The Cost of Bondage
The Waterloo District School Board has decided to take another run at solving one of its most troublesome and controversial issues, the question of defining catchment areas for its 16 high schools. Because the board’s approximately 2000 support staff are “too busy” to tackle the problem, its trustees have just voted to spend $100,000 on an outside consultant to come up with recommendations. Now, $100,000 is a respectable chunk of change, and the Society for Quality Education plans to be first in line with its application for this contract. However, since we are aware that there’s a slight possibility we won’t get the job, we’re giving our faithful readers a sneak peak at our recommendations regarding school attendance boundaries.

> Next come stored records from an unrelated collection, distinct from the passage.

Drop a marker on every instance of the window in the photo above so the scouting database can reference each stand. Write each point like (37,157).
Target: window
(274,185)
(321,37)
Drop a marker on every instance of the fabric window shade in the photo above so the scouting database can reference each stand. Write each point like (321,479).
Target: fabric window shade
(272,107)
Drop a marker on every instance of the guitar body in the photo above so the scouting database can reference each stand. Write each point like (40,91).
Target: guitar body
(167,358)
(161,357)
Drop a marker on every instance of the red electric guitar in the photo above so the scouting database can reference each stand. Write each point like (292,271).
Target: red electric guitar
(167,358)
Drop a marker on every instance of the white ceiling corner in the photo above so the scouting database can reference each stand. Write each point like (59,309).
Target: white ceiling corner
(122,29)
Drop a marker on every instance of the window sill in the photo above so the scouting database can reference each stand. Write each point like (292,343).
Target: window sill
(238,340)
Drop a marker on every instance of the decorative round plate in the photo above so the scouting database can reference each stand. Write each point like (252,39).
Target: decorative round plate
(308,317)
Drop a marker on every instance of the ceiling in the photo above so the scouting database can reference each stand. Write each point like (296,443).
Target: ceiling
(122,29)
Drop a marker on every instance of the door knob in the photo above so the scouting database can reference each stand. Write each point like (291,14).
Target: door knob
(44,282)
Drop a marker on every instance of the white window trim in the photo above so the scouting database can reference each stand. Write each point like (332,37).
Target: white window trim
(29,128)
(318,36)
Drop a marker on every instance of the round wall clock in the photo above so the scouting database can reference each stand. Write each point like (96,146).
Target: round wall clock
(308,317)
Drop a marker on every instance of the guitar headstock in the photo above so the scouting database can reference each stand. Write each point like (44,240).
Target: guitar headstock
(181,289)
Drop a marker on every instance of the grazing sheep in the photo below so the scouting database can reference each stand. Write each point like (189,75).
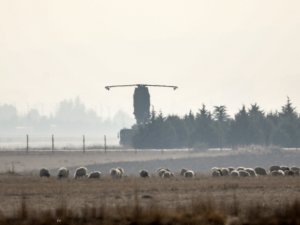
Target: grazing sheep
(216,173)
(289,173)
(240,168)
(144,173)
(215,168)
(295,168)
(167,174)
(182,172)
(231,169)
(115,173)
(244,173)
(274,168)
(63,173)
(277,173)
(189,173)
(81,172)
(284,168)
(225,172)
(44,172)
(235,173)
(260,171)
(161,172)
(251,172)
(122,171)
(95,174)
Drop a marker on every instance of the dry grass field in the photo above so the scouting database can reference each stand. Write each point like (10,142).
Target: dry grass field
(133,200)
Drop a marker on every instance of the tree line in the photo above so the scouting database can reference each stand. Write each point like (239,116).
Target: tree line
(216,129)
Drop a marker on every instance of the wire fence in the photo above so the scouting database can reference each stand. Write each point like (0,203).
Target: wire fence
(56,142)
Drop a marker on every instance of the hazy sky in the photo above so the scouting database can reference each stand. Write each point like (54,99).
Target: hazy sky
(218,53)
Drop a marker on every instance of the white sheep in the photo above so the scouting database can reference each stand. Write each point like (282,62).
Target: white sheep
(216,173)
(81,172)
(277,173)
(144,173)
(95,174)
(231,169)
(244,173)
(284,168)
(295,168)
(251,172)
(161,172)
(189,173)
(289,173)
(63,173)
(44,172)
(122,171)
(234,173)
(274,168)
(167,174)
(183,170)
(260,171)
(225,172)
(240,168)
(115,173)
(215,169)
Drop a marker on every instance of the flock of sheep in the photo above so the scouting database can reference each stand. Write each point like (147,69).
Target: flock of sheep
(167,173)
(257,171)
(114,173)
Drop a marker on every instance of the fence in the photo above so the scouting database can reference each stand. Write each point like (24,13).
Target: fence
(52,143)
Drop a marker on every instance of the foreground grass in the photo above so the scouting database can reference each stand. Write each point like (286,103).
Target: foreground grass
(203,200)
(198,212)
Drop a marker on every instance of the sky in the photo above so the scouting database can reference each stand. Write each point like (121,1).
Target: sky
(217,52)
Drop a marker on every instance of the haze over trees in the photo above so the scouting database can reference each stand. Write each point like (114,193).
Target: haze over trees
(71,118)
(205,129)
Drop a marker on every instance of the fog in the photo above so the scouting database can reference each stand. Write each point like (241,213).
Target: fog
(71,118)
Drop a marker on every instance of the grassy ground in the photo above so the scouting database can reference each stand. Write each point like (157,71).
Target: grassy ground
(133,200)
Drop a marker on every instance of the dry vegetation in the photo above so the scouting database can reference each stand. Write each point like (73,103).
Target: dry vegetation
(132,200)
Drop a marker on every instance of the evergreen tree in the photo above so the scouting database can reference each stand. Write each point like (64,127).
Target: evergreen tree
(239,130)
(222,124)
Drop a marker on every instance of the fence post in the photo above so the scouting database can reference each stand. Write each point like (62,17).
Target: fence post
(27,143)
(105,143)
(52,143)
(83,144)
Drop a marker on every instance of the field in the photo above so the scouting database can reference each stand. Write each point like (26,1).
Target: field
(28,199)
(132,200)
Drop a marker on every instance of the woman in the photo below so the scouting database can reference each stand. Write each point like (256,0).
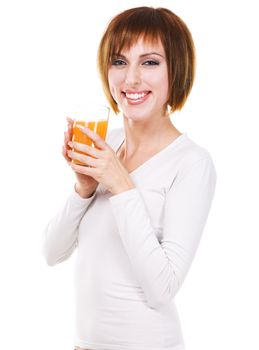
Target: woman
(142,197)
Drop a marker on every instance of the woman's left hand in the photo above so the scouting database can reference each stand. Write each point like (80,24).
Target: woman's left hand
(102,163)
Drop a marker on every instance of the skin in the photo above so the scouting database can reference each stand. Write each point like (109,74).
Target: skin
(141,70)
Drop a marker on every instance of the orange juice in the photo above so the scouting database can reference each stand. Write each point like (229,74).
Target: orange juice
(98,126)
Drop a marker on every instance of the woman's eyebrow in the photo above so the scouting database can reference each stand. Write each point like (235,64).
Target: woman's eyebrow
(141,56)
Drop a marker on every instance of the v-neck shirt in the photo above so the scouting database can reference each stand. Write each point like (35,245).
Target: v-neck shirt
(134,248)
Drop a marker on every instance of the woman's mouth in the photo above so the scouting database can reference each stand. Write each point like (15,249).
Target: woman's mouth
(133,97)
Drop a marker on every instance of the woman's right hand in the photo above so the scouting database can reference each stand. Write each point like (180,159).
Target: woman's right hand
(86,185)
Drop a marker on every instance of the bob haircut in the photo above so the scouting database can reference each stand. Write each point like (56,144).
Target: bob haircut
(151,24)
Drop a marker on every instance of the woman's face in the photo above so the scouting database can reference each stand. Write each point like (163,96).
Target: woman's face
(138,80)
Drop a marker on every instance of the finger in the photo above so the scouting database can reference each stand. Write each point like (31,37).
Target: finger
(97,140)
(85,148)
(90,161)
(69,120)
(65,155)
(85,170)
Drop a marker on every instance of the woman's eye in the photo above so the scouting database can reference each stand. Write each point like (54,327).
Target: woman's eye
(151,63)
(118,62)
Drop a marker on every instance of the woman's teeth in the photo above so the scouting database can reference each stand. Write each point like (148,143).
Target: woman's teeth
(136,96)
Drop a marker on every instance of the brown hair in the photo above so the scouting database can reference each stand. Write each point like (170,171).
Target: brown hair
(152,24)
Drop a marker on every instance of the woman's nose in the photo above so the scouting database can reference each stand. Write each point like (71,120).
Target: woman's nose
(132,76)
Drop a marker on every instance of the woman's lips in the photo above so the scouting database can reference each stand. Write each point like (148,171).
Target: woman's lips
(134,98)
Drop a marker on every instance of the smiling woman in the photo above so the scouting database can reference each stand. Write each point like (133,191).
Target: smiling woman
(153,26)
(142,196)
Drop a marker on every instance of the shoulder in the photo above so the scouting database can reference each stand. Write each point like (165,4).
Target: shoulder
(193,157)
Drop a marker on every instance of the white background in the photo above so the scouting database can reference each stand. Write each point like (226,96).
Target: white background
(48,63)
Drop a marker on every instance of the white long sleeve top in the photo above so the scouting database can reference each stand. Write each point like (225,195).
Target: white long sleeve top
(135,248)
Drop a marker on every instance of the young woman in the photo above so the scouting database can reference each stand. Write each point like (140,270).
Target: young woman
(141,197)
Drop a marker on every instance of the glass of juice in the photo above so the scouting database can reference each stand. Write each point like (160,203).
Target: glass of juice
(94,117)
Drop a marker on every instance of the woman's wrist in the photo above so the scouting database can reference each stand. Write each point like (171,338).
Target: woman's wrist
(84,193)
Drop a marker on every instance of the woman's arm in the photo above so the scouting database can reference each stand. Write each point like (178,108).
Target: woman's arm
(60,235)
(161,266)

Abolish them. Eliminate them. Get rid of them. Eradicate them.
School attendance boundaries give schools a guaranteed supply of students and funding, which is more or less the definition of a monopoly. This policy could have been taken right out of a Soviet central planner’s manual, and it works about as well as the rest of the Soviet policies. Instead of trying to centrally control the enrollment decisions of every one of its approximately 20,000 secondary students, the Waterloo DSB should eliminate school attendance boundaries and encourage its schools to compete for students. The schools will be the better for it and the board will have saved $100,000.




Abolish them, certainly with quick speed. Alas, too bad it will not be happening any time soon. Heaven forbid, if giving parents freedom of the choice of schools within a board region - it would mean that parents would gain power and influence in the direction of education, at the expense of the board and teachers’ union.